Pour moi, l’investissement public reste un déterminant essentiel de l’investissement privé qui est un moteur indéniable de la croissance. Or, nous savons que nous avons des déficits de financement au niveau du budget de l’Etat. Pour dégager un petit espace fiscal, il faut réallouer les ressources budgétaires. Cela peut ne pas ouvrir une manne importante de financement mais au moins la réallocation des ressources budgétaires va permettre à l’Etat d’être plus efficace. Par exemple, pour les salaires —qui constituent un stock et non pas un flux—, le fait de penser à une mobilité à l’intérieur de l’administration va rendre nécessairement l’administration plus efficace, et nous permettra peut-être de dégager un petit espace fiscal. On peut agir au niveau de la subvention aussi: On sait aujourd’hui que si on réussit la transition vers les renouvelables, cette subvention énergétique va diminuer nécessairement. Pour les produits alimentaires et particulièrement le blé, on peut procéder à de petites augmentations du prix du blé et de ses dérivés, tels que le pain, le couscous, etc., D’années en années grâce à ces petites augmentations on peut atteindre la réalité des prix, toutes les fuites vont disparaître, parce qu’en fait la fuite c’est un arbitrage à faire, et c’est une opportunité de gain qui se dégage. Pour les entreprises publiques aussi.

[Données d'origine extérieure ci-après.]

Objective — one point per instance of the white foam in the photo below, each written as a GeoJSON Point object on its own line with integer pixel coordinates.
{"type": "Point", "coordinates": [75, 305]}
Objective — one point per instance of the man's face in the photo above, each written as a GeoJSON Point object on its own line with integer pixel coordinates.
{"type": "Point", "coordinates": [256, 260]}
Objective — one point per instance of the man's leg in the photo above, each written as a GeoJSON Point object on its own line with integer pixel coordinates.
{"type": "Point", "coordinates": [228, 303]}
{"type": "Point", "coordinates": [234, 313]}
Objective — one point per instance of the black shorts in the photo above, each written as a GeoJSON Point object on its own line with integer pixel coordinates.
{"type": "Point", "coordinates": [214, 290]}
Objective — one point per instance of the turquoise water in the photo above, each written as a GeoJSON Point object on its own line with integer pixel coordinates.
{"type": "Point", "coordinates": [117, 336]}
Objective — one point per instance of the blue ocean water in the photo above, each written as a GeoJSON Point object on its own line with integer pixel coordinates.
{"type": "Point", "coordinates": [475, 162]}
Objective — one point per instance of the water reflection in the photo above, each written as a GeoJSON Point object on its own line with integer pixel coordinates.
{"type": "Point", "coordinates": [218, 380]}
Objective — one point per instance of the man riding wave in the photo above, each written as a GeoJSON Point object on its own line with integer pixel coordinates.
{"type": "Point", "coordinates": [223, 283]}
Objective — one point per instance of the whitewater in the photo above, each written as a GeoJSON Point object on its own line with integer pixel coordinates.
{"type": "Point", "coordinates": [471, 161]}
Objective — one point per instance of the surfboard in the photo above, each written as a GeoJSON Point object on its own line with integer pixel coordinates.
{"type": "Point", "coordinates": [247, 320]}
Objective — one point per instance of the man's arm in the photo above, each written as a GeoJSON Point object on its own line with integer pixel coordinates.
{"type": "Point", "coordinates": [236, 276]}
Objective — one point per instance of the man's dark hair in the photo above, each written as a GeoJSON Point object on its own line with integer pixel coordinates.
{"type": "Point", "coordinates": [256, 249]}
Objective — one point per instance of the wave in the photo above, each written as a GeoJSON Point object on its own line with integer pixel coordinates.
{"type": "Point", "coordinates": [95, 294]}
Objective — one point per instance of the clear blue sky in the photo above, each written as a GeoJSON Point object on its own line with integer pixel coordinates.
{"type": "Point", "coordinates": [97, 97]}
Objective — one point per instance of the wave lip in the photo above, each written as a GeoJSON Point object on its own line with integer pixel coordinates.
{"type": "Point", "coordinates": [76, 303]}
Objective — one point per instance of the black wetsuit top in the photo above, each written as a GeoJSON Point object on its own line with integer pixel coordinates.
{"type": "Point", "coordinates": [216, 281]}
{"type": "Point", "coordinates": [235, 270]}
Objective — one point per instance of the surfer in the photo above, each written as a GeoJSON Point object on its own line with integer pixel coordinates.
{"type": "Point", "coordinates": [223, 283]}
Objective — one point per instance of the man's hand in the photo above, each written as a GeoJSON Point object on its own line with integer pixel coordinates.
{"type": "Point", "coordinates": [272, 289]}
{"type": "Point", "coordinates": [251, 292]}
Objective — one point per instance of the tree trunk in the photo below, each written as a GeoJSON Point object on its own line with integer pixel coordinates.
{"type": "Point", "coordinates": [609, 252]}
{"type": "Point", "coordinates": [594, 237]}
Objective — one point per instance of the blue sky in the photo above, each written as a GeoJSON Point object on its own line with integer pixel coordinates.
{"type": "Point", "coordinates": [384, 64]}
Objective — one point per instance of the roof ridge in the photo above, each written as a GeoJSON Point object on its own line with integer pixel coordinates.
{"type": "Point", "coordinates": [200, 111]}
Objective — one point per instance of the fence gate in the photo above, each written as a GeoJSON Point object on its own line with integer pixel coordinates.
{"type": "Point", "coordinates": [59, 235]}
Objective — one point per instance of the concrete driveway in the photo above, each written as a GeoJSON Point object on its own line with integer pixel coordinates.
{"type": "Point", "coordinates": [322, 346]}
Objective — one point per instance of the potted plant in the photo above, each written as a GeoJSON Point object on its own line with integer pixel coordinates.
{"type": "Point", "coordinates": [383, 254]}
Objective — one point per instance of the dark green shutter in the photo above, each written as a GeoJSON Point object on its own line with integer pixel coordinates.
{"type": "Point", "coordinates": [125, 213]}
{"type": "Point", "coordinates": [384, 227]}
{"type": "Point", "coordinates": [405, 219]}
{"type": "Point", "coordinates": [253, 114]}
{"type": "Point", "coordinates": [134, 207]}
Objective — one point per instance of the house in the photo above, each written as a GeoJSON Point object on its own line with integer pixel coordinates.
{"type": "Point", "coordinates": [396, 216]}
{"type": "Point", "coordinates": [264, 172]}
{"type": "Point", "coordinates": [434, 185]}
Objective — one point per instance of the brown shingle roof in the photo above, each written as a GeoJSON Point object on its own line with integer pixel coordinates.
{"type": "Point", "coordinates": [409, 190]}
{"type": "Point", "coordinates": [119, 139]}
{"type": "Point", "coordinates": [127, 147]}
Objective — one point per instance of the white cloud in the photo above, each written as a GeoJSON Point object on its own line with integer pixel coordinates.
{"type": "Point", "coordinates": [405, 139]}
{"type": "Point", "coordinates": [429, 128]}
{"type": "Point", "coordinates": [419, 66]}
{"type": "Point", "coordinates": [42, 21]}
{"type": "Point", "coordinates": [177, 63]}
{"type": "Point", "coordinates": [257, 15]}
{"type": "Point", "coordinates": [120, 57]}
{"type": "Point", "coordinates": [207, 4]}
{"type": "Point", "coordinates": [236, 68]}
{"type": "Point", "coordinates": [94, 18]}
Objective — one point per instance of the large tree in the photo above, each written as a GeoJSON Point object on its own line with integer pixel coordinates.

En gardant les entreprises publiques qui ne sont pas assainies et où les conseils d’administration ne sont pas suffisamment professionnalisés, ces entreprises vont rester déficitaires et peut-être que les déficits vont s’aggraver. Il n’y a qu’à voir l’Office des céréales, l’Office du Commerce, la Stir, la Steg… Ce changement va nous donner un petit espace fiscal pour augmenter l’investissement public. Autre chose, les investissements verts. Peut-être que les institutions internationales, d’une manière générale, et les investisseurs étrangers sont très intéressés par les projets verts. Il faut donc développer tout ce qui est écologique. En optant pour les projets écologiques, on peut avoir beaucoup de financements étrangers. C’est aussi important.

Et pour moi, le principal frein aujourd’hui à la croissance c’est ce système archaïque avec lequel l’administration travaille, le fait que tout doit passer par l’administration, ces délais qui sont hyper longs… Il y a aussi le port de Radès qui demeure un frein très important (les exportations passent à 80% par le port de Radès). Il demeure un goulot d’étranglement qu’il faut assainir et réformer. Il faut choisir ces priorités-là pour qu’on puisse libérer les énergies et pour que les gens puissent travailler. Et enfin il y a la stabilité qui est importante. La stabilité politique, et la confiance. Il ne faut pas que les lois changent du jour au lendemain. La stabilité et la visibilité sont très importantes pour l’investisseur. L’investissement reste toujours le principal moteur de la croissance.